I lowered my jaw and scratched my head
and said (innocently, I think), "Well, suh,
I ain't for sure, but I reckon it's cause
we ain't got nowhere to run to."
The selections in this book remind us both about how much and how little prison has changed. A Jack London may no longer be in danger of being forced to unload barges, yet the growth of private prisons, prison industrial authorities, and joint venture programs firmly retain the role of profit in the criminal justice system. The sheer growth of prisons and the call for harsher punishment has ended many of the programs that helped writers find their voice, yet writing will undoubtedly continue to emerge even as it did under similar conditions in the past.
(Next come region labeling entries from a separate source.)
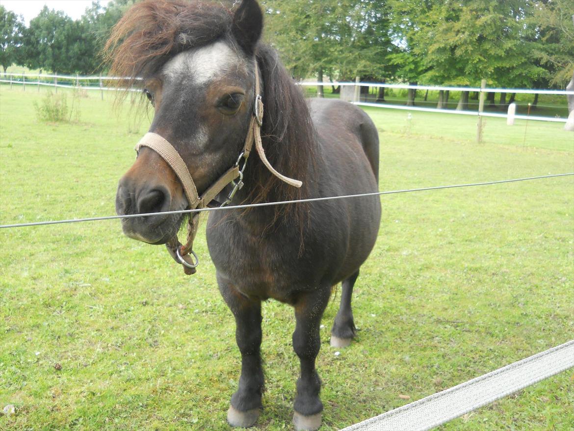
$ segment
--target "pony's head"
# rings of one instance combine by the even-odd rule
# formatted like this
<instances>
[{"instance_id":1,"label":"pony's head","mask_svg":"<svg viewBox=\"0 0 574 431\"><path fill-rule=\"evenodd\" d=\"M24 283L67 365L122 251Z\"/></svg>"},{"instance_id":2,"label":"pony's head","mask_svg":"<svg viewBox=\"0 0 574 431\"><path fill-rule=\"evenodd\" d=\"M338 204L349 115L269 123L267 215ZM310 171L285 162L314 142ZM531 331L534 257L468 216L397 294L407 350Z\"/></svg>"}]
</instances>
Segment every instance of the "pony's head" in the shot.
<instances>
[{"instance_id":1,"label":"pony's head","mask_svg":"<svg viewBox=\"0 0 574 431\"><path fill-rule=\"evenodd\" d=\"M210 3L146 1L128 11L108 42L113 72L141 86L155 112L149 132L179 153L200 194L233 166L243 145L255 98L254 53L262 28L255 0L244 0L232 14ZM118 213L188 205L170 166L141 147L120 180ZM130 237L163 244L176 234L183 218L127 218L122 225Z\"/></svg>"}]
</instances>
Franklin's anthology comes at a time when the criminal justice system needs to be re-examined. He reminds us that we are not that distant from when a black youth in Alabama was sentenced to life for stealing $1.50. How much different is it when other youth are sentenced to life imprisonment under our three strikes law after stealing a pack of cigarettes or selling $20 worth of cocaine? The prison experience seems destined to shape our society. For many it is the past, present, and future of what life will hold. For all, it requires critical choices about how our resources can best be used.
The anthology offers a view of over the prison wall. This view is needed all the more because media access has been sharply restricted in California prisons. It is the voice of the prisoner that alone may bring their experience to the public. The voice that Franklin presents is always provocative, often disturbing, and in some cases, inspiring. As Franklin concludes:
In the twilight of the twentieth century, the United States, birthplace of the modern prison two centuries earlier, has transformed the prison into a central institution of society, unprecedented in scale and influence. Out of this transformation has come another kind of writing, far more bleak and desperate than the prison literature of any earlier period. And yet even these works, rising like their forerunners from the depths of degradation, reveal the creativity and strength of humanity.